Gericht: Oberlandesgericht Stuttgart
Urteil verkündet am 11.12.2008
Aktenzeichen: 7 U 155/08
Rechtsgebiete: BGB


Vorschriften:

BGB § 428
BGB § 472
Ist das Vorkaufsrecht an einem Grundstück mehreren Berechtigten eingeräumt, so kann es in der Regel auch von einem Berechtigten allein ausgeübt werden. Dies gilt insbesondere, wenn das Vorkaufsrecht als Gesamtberechtigung nach § 428 BGB eingeräumt ist.
Oberlandesgericht Stuttgart 7. Zivilsenat Im Namen des Volkes Urteil

Geschäftsnummer: 7 U 155/08

Verkündet am 11. Dezember 2008

In dem Rechtsstreit

wegen negativer Feststellung

hat der 7. Zivilsenat des Oberlandesgerichts Stuttgart auf die mündliche Verhandlung vom 20. November 2008 unter Mitwirkung von

Vors. Richter am Oberlandesgericht Gramlich Richter am Oberlandesgericht Rieger Richter am Landgericht Barthelmess

für Recht erkannt:

Tenor:

1. Die Berufung der Streithelferin gegen das Urteil des Landgerichts Stuttgart vom 27.06.2008 (12 O 482/07) wird zurückgewiesen.
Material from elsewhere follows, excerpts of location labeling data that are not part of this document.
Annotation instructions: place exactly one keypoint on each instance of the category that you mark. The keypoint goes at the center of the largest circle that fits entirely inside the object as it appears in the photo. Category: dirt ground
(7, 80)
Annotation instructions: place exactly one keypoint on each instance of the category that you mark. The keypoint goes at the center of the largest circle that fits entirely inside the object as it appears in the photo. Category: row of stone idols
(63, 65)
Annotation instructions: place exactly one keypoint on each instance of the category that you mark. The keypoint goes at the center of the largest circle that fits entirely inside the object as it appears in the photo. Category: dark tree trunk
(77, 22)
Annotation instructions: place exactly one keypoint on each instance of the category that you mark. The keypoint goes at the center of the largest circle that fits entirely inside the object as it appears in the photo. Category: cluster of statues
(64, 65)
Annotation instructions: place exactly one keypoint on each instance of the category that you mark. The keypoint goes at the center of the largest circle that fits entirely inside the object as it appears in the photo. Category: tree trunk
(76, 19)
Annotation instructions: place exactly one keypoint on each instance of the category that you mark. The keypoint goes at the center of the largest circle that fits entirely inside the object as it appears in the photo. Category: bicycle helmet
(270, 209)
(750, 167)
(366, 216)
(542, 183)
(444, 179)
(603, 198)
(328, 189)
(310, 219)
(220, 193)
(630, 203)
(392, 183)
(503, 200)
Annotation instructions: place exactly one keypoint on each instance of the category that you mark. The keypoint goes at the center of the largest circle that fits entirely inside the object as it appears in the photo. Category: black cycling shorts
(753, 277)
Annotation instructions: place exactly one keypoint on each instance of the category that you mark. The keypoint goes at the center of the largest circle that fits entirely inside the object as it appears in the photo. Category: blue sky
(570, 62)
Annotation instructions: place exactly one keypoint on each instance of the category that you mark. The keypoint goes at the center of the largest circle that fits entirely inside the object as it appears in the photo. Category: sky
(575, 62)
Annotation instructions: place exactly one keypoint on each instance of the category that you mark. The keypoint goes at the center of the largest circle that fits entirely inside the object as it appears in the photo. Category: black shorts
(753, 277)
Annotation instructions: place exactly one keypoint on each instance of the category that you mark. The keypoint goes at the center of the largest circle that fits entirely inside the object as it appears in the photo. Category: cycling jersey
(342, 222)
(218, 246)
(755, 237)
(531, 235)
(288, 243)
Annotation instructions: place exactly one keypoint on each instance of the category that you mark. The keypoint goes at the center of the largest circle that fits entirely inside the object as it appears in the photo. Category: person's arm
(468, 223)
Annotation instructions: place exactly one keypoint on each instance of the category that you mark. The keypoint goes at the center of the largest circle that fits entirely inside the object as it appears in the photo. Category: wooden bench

2. Die Streithelferin trägt die Kosten des Berufungsverfahrens.

3. Das Urteil ist vorläufig vollstreckbar. Die Streithelferin kann die Vollstreckung durch Sicherheitsleistung in Höhe von 110 % des zu vollstreckenden Betrages abwenden, wenn nicht der Beklagte vor der Vollstreckung Sicherheit in gleicher Höhe leistet.

4. Die Revision wird nicht zugelassen.

Streitwert in beiden Instanzen: 950.000,-- €

Gründe:

I.

Die Parteien streiten um die Wirksamkeit der Ausübung eines Vorkaufsrechts.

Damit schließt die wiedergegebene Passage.